Despite the best-laid plans of mice and men; patients may still require BT. In this scenario, the data is evaluated in three groups: No alkylators, weekly cyclophosphamide (Cy), and intensified/infusional-Cy. Notwithstanding that one of the major determinants of choice of BT is disease burden and growth kinetic; a number of interesting results arise. Although alkylator-based BT resulted in worse PFS and OS, when this was separated into weekly vs. intensified/infusional Cy the data showed that the weekly application was not statistically different from the non-alkylator group. Ultimately it was the more aggressive alkylator group that led to both worse PFS (4.6 vs. 12 months) as well as OS (10 vs. NR months) compared with the other BT approaches. This data corroborates findings from a smaller previous study showing overall worse outcomes from patients receiving/requiring more intensive alkylator-based BT [7].

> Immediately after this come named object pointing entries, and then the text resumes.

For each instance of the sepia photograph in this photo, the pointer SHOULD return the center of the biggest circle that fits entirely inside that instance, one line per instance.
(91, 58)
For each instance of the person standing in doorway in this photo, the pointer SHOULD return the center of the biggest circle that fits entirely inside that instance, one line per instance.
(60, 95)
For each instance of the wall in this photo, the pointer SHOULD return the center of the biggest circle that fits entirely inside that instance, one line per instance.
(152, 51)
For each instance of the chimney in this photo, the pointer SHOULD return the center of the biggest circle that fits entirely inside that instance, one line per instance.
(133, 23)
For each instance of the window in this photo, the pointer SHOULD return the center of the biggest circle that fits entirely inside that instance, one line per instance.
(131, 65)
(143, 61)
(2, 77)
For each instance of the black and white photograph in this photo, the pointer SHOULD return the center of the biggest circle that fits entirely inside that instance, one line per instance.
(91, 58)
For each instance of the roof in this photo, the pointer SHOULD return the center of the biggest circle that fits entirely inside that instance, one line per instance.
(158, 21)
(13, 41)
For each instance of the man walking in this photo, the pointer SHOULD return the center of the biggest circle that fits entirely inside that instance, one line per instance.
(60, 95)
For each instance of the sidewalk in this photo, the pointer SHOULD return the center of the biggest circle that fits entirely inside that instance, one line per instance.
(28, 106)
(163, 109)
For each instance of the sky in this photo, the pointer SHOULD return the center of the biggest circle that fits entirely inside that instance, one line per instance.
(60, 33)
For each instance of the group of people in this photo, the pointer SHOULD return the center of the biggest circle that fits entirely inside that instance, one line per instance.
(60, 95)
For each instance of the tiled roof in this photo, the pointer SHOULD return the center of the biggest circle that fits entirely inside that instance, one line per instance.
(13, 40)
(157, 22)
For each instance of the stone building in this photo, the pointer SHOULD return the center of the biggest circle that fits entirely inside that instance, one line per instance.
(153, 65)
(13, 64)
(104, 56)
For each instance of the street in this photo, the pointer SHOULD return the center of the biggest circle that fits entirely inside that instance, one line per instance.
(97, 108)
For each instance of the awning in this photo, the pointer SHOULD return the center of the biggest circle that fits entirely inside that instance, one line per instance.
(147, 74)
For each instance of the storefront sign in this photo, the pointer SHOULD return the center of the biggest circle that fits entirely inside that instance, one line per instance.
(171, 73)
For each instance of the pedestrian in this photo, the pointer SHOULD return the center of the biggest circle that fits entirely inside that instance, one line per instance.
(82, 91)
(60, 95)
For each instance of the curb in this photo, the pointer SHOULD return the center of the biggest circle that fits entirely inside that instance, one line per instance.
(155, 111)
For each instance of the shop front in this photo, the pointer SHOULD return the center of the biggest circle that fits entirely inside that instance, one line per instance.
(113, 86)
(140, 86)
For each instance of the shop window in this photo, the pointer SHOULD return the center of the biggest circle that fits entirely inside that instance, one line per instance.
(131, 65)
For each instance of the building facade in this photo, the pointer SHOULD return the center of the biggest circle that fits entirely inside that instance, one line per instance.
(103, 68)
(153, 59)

In large B-cell lymphoma, it has been shown that patients requiring systemic BT will have inferior outcomes [8]. In RRMM higher disease burden (including extramedullary disease) as well as serologic markers of increased inflammation (ferritin, CRP, IL-6) are predictive for both increased acute toxicity as well as diminished clinical outcomes [9,10,11]. Although a personalized approach is still warranted, the overarching principle of disease control prior to CAR-T infusion should be sought through continued optimization of BT strategies. Future directions include earlier utilization and planning for CAR-T to minimize the need for aggressive BT. The role of T-cell redirecting bispecific antibodies (bsAb) as a BT modality remains unclear as well. For triple-class refractory MM, one could consider talquetamab (a GPRC5d targeting bsAb) as BT prior to a BCMA-targeting CAR-T. Continued efforts such as these are warranted to transform CAR-T into a curative modality!

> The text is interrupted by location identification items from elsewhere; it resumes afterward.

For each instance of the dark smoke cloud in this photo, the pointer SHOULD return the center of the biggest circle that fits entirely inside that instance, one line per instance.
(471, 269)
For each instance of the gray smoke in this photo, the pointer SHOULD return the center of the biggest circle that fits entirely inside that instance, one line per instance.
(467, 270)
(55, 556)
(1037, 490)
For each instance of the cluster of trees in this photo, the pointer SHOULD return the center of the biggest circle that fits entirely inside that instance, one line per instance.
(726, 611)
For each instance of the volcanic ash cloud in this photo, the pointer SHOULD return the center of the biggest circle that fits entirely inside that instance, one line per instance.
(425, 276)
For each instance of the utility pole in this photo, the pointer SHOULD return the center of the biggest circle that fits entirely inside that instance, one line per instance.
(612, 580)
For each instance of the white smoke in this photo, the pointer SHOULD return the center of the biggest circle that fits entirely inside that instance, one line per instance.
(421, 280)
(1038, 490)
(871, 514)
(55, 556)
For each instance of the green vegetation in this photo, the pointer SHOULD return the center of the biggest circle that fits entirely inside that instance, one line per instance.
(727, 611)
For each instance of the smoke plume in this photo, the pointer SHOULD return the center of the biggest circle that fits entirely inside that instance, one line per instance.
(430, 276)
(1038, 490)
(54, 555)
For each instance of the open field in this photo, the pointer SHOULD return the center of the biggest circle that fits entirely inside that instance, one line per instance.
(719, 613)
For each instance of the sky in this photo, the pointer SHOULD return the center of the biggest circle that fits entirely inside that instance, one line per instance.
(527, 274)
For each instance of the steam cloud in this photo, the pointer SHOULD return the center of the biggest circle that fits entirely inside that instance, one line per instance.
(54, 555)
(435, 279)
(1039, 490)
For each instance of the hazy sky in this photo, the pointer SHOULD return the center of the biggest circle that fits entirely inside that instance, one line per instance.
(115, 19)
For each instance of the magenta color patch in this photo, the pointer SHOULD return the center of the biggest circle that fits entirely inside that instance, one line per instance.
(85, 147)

As optimization of outcomes for CAR-T therapy continues with novel/dual targets, rapid manufacturing, and maintenance approaches; one key avenue for improving outcomes is focusing on the need and type of BT. As research continues with constructs such as allogeneic CAR-T, academic-based, and rapidly manufactured autologous CAR-Ts; we may reach a point where BT is not a requisite. By reducing “vein-to-vein” time, many patients may not need/have time for any intervening therapy. However, BT may still be required even in those cases to debulk disease and optimize outcomes. Efforts to minimize/eliminate BT are additionally valuable as BT itself (especially more aggressive BT) can have significant morbidity in deference to cytopenias and infectious risk.

This study elucidates not only the importance of disease biology but also the role of management prior to apheresis. Having aggressive disease immediately prior to CAR-T continues to have a negative impact on the outcome even if BT is administered. If CAR-T is going to be an nth-line therapy, start preparing at line n-1. This includes referral to a CAR-T center or internal preparation for CAR-T during the previous line, prior to progression. Initiation of the logistical processes of CAR-T early in the cadence of progressive disease and not later. This may help to provide a more optimized patient who may not require extensive (or perhaps any) BT.